Mike White comes from an entirely different end of the film writing continuum. A longtime video store clerk in Detroit, Mike has edited the film zine Cashiers du Cinemart since 1994. Cashiers offers a twist on the fanboy/fanzine POV, especially in some of Mike’s early, entertaining rants against Quentin Tarantino. Fifteen issues later, Mike White and friends have covered a wide swath of underground, foreign, genre, and indie films in weird, hilarious, and obsessive prose. Recently, a Best-Of compilation of the zine was released under the title Impossibly Funky (mentioned previously on this blog when cover artist Jim Rugg recommended books). I got to meet Mike when his book tour passed thru Pittsburgh; he gave a book talk rather than a reading, which I really enjoyed--his film-geek knowledge and kaleidoscopic logic was much closer to his zine’s style than any straight reading would have been. Mike was kind enough to include mini reviews with his small press picks.
1. American Romances: Essays, Rebecca Brown (City Lights, 2009)
2. The Encyclopedia Project Vol.
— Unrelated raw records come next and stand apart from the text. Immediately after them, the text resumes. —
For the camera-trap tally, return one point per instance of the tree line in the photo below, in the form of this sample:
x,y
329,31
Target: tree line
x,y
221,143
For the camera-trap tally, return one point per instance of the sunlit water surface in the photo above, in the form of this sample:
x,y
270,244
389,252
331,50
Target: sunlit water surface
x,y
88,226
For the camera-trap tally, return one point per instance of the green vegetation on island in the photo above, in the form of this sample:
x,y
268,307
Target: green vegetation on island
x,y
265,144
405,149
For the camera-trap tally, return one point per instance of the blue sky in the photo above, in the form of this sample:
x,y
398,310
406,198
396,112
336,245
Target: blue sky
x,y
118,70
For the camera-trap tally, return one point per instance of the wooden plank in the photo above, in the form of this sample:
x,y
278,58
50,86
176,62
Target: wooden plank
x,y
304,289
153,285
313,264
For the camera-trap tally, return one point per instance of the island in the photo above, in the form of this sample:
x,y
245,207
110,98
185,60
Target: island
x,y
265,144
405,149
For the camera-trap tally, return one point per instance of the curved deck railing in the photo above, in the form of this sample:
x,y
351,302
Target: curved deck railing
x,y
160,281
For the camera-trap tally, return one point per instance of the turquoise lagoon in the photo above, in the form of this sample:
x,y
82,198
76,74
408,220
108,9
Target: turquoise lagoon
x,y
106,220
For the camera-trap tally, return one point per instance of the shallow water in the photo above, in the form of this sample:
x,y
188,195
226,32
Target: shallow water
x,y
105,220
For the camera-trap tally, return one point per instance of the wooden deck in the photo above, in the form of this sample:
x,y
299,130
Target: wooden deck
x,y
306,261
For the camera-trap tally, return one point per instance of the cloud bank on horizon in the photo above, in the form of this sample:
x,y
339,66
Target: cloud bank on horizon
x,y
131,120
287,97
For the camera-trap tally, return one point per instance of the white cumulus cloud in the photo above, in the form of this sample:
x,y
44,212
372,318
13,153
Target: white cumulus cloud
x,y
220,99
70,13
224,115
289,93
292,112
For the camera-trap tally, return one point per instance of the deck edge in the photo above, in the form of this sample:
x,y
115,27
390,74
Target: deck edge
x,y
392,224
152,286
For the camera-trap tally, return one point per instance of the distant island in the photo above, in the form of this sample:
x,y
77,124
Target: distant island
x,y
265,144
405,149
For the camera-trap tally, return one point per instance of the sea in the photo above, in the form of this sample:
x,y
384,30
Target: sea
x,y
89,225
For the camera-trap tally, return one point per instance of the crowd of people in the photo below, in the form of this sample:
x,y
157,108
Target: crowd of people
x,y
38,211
II (F-K) (Encyclomedia, 2010)
3. Bad Reputation: Performances, Essays, Interviews, Penny Arcade (Semiotexte, 2010)
4. Coma, Pierre Guyotat [translated by Noura Wedell] (Semiotexte, 2010)
Masha Tupitsyn, author of LACONIA: 1200 Tweets on Film (ZerO Books, 2011)
1. The Hanging Gardens of Split Rock, Mike Faloon (Gorsky Press)
This collection of short stories and personal essays by Mike Faloon ("Zisk", "Go Metric") plays host to characters who, though well-intentioned, often set their sites on goals that may not be the best for them... or those around them. Hanging Gardens kicks off with a series of stories about a small town in upstate New York. From there Faloon tells tales of his youth, from a sociopath who he went to camp with to a hilarious recollection of a high school job. Finding a favorite piece amongst all the gems in Faloon's work is tough but I couldn't stop laughing as I read his riff on Progressive Rock. Set it to music and you've got a ready-made piece for "This American Life." Faloon's stories are heartfelt and his writing is tight without a wasted word.
2. Shock Cinema #39 (www.shockcinemamagazine.com)
One of the first movie zines I ever found, Shock Cinema never failed to bring to light myriad rare and seemingly lost movies. Art house messes, wrong-headed TV movies, tripped-out documentaries, and a good dose of Jerry Lewis made Shock Cinema a must-read. The bad news? Watching all of the movies covered in Shock Cinema would take a lifetime. The good news? Shock Cinema still comes out on a regular basis with a sheaf of new movie reviews and interviews of cult celebrities. The latest issue features reviews with actors Luke Askew, Nigel Davenport, actress Marlene Clark, and director Michael Schultz among others. On top of that, Shock Cinema head honcho Steve Puchalski and his regular contributors review well over three dozen movies; new, old, and all interesting in their own way.
3. Paracinema #10 (www.paracinema.net)
Print is dead? Tell that to Christine and Dylan, the folks behind Paracinema. When all looked lost for new independent magazines, they threw caution to the wind and birthed the best movie magazine around. Giving serious consideration to cult films without pedantic prattling or fanboy gushing, Paracinema boasts the strongest writing about film in America today.
*Full disclosure: That last remark doesn't take into account Paracinema's ill-advised decision to include two pieces that I've written for them. Apart from my stuff, they're amazing!
Mike White, editor of Impossibly Funky: A Cashiers du Cinemart Collection (BearManor Media)
Speaking of Mike Faloon, congratulations to Lynn Alexander, who won a copy of The Hanging Gardens of Split Rock in the last book giveaway on this blog.